Just Like When Hadrian Wrote Poems

Just Like When Hadrian Wrote Poems

hidden in the Maritime
Theater - his room of
his own - quill in hand
on the artificial island
surrounded by waters

rich in carps, reflecting
the marble colonnade,
fighting his sporadic
moods and talking in
Greek and Latin to his

two Muses, skipping the
occasional stone on the
pond of his writing,
reflecting on life’s end
with the lucidity of his ink.

Animula, vagula blandula
Hospes comesque corporis
Quae nunc abibis in loca
Pallidula rigida nudula,
Nec, ut soles, dabis iocos…

It’s that flow of his
writing I feel today
waking in me amidst
the yelling cicadas
and the twisted olive

trees in his Villa in former
Tibur, walking along
the statues mirroring themselves
in the Canopus. There is Mars
on the warpath, shield in

hand and there winged Mercury 
almost ready to soar with
the local iridescent dragonfly.
Headless Venus winks her eye 
to Antinous’ head drifting along

the currents of the Emperor’s
thoughts. Hadrian writes
his best known poem
again today over the island
for me to hear.

Little soul, you charming little wanderer,
my body's guest and partner, 
where are you off to now? Somewhere
You'll crack no more of your jokes once you're there.
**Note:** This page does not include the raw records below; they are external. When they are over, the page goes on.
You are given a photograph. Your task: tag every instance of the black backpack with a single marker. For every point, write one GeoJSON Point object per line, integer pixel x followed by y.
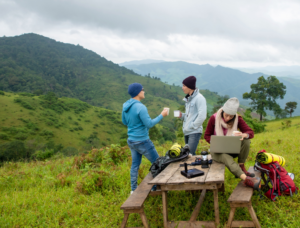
{"type": "Point", "coordinates": [162, 162]}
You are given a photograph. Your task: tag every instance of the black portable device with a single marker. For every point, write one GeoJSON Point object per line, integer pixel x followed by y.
{"type": "Point", "coordinates": [190, 173]}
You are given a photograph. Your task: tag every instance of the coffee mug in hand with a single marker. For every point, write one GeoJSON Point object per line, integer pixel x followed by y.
{"type": "Point", "coordinates": [235, 132]}
{"type": "Point", "coordinates": [167, 109]}
{"type": "Point", "coordinates": [176, 113]}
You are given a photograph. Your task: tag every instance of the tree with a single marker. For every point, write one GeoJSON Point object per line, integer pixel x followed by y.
{"type": "Point", "coordinates": [264, 94]}
{"type": "Point", "coordinates": [290, 107]}
{"type": "Point", "coordinates": [220, 102]}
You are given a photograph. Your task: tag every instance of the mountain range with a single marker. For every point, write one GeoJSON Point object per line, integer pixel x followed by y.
{"type": "Point", "coordinates": [223, 80]}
without color, savage and bare; 
You'll crack no more of your jokes once you're there.


I wrote this poem after visiting Hadrian's Villa in Tivoli 3 or maybe 4 years ago. It was published in The Rusty Nail. I am very fond of Hadrian, who was a wise Emperor and an amazing intellectual. He was a poet, too. If you have not read Marguerite Yourcenar's Memoirs of Hadrian, you should. And, I hope you'll love it as much as I do!